Quando l'economia è spettacolo preoccupante e deludente le opinioni fioccano e sono categoriche: "Con il fallimento della globalizzazione è come se avessimo combattuto una terza guerra mondiale: ci sono stati meno morti ma le stesse conseguenze".

Giovane manager della finanza, uno di quegli uomini che gestisce patrimoni e muove capitali, scrittore e saggista, Guido Maria Brera è coautore con Edoardo Nesi - apprezzato autore di romanzi con uno dei quali ha vinto il premio Strega, alle spalle una esperienza parlamentare ma anche di industriale del tessile a Prato falciato dalla concorrenza cinese -, di un libro in cui fanno il punto sulla situazione economica italiana e no, e sul fallimento della globalizzazione.

Assieme, con spirito patriottico e sentimento critico si sono inoltrati in un mondo dove "Tutto è in frantumi e danza" (La nave di Teseo, 184 pp. 16) per capire la realtà, muovendosi fra i frammenti d'una situazione catastrofica analizzata con poca rassegnazione e parecchio pessimismo.

"Lo scombussolamento è cominciato nel 2000 non solo con la globalizzazione - precisa Brera -, ma anche a causa delle banche sempre più orientate verso il debito; nel 2000 parte anche l'Euro, e comincia la diffusione su alta scala dei due welfare. Con la moneta unica sarebbe arrivata la globalizzazione: un concetto immenso, mai ben compreso, ma prometteva di regalare al mondo l'apertura degli scambi commerciali. La libertà e i soldi. Tutti questi elementi invece si sono rivelati regressivi: alla fine i tassi molto bassi hanno permesso a tutti di comprare una casa, ma poi la casa con la crisi la hanno levata a tutti. Non è stato solamente un discorso di globalizzazione infelice, ma anche di elementi imprevisti che cerchiamo di raccontare nel libro".

Quali sono stati i motivi del fallimento? Erano prevedibili?

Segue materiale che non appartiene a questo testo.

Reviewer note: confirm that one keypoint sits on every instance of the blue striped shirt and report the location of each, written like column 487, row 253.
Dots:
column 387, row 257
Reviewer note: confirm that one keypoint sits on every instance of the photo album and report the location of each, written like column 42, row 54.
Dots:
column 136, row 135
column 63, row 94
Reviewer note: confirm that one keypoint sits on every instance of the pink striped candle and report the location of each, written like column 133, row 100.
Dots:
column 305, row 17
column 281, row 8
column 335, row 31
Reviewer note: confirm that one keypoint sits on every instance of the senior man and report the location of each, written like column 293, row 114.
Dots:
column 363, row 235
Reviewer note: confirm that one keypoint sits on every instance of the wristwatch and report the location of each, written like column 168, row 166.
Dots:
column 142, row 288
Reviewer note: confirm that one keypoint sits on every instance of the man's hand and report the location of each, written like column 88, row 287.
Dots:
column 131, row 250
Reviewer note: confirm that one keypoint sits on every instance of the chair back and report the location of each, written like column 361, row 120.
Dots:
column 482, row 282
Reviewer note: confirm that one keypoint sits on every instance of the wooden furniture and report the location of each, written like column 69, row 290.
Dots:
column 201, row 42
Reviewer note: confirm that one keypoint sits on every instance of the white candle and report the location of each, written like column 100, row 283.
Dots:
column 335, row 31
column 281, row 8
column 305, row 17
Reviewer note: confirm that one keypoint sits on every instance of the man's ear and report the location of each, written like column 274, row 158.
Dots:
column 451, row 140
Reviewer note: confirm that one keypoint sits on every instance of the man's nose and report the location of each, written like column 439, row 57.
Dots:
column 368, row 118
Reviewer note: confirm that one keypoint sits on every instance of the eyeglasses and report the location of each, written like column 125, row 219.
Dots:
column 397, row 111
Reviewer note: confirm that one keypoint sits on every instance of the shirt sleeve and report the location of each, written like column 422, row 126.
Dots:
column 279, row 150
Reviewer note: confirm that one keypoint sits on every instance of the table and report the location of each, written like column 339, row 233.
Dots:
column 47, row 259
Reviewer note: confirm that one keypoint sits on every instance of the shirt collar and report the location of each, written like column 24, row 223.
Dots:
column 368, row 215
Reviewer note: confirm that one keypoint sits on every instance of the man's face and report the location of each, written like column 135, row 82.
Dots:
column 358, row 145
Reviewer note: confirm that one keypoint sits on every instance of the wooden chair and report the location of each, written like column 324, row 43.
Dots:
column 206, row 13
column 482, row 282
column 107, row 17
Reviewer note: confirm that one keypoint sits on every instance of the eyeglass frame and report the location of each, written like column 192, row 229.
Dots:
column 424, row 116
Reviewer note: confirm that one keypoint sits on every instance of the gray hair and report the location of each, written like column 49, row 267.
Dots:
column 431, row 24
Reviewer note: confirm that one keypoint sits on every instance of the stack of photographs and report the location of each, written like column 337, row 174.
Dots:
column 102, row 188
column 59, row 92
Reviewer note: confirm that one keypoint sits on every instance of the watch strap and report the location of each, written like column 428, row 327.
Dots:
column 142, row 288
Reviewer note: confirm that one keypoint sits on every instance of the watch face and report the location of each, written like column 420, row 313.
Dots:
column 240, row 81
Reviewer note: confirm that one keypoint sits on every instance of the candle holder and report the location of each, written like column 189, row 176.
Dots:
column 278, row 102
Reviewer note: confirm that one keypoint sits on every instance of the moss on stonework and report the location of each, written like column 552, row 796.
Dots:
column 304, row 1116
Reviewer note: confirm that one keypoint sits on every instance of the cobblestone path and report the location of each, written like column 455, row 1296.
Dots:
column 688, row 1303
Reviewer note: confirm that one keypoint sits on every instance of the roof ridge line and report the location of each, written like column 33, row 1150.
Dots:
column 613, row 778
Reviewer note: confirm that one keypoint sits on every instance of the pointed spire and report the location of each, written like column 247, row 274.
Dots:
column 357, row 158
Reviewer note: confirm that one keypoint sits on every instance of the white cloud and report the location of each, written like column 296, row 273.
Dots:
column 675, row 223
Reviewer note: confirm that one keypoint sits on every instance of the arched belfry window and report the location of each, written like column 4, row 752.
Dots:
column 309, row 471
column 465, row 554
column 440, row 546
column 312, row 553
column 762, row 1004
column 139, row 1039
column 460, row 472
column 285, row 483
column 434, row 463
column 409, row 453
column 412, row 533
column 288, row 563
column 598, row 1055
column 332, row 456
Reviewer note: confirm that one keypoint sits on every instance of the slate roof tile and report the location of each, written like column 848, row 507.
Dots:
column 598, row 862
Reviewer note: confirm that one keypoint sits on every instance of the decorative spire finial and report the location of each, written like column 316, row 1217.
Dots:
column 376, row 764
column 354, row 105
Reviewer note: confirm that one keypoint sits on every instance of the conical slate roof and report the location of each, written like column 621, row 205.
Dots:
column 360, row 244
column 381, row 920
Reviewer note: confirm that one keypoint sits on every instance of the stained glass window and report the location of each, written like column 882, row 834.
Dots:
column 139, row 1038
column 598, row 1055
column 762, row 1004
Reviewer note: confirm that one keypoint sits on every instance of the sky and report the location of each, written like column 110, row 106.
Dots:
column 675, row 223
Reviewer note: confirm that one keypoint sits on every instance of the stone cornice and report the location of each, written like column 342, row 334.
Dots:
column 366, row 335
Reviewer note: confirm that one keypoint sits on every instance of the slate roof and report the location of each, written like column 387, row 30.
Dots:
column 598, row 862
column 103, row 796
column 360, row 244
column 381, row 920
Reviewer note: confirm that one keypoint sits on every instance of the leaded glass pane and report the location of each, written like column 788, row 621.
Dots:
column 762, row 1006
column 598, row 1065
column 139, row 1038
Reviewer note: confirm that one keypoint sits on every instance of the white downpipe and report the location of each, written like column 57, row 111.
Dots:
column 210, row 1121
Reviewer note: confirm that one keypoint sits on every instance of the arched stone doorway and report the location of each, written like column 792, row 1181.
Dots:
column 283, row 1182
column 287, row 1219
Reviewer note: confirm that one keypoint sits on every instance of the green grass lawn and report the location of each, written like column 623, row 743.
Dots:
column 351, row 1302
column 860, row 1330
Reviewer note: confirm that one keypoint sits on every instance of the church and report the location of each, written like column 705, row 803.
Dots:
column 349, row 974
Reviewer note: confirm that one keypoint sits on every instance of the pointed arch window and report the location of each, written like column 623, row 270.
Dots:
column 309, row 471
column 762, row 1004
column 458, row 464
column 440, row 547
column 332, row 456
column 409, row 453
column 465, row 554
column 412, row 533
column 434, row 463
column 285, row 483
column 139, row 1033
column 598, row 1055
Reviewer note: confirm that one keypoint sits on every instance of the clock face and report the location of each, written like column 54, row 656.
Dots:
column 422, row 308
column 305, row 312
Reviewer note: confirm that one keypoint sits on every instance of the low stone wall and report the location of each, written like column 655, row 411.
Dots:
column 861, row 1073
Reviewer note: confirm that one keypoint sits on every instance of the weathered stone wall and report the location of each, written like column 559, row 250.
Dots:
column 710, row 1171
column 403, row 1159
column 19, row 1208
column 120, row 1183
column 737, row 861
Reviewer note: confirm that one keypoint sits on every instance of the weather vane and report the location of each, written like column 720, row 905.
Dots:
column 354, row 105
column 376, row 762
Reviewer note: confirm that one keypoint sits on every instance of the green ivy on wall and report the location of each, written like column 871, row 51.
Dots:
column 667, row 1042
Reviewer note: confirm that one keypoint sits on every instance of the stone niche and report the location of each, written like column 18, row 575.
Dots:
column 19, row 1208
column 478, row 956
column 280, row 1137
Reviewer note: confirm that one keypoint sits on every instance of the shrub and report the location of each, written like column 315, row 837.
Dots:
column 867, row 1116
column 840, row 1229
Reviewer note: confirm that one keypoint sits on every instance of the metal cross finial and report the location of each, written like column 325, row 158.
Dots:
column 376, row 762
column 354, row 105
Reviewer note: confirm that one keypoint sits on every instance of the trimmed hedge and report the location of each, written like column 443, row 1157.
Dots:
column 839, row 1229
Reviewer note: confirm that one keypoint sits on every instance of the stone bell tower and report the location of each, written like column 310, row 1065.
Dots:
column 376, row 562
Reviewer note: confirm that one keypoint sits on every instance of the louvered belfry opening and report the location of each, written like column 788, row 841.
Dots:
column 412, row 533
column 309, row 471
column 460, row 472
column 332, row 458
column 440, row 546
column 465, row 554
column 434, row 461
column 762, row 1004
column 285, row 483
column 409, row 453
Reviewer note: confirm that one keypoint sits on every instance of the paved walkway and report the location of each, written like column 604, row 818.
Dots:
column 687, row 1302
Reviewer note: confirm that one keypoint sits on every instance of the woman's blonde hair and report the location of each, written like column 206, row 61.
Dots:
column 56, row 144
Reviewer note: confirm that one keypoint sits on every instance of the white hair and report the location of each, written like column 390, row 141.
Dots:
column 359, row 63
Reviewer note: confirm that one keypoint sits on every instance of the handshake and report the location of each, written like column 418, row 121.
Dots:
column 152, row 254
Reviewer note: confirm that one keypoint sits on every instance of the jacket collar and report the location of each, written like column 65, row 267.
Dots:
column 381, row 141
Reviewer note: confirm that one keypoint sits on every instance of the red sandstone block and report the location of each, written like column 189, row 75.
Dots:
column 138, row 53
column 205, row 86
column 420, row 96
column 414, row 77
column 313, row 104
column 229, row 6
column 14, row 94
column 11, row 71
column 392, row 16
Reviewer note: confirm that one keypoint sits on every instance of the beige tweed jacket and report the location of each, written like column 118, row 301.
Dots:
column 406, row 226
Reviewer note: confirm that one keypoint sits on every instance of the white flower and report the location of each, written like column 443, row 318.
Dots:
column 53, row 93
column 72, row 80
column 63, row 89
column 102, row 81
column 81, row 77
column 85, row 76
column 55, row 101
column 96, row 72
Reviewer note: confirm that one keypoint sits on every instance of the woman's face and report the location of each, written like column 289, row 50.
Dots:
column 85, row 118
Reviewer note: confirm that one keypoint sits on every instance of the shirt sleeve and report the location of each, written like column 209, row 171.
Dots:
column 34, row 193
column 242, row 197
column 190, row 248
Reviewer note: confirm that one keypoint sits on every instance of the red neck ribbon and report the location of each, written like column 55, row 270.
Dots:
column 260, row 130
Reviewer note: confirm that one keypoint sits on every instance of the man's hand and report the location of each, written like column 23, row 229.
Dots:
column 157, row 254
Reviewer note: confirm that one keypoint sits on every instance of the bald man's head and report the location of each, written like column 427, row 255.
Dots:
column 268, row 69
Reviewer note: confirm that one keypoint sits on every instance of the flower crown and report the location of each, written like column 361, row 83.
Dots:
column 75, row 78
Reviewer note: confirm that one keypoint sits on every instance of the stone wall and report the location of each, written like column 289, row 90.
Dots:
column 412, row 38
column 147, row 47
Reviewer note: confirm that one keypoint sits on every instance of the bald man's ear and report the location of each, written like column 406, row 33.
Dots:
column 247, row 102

Brera: "La globalizzazione è stata un fallimento per la classe media, per un gran pezzo dell'Occidente e la manifattura, mentre per altri - pochissimi - è stata una benedizione e una manna. Paesi come l'Italia e buona parte dell'Occidente alla fine hanno perso tanto e guadagnato pochissimo. La globalizzazione ha fallito perché era fatta male: i cinesi sono entrati nel mercato del lavoro senza una regolamentazione, inquinando e copiando senza rispetto del copyright, e senza nessun peso di tutti quei diritti che il Novecento aveva fatto affermare in tutto l'Occidente".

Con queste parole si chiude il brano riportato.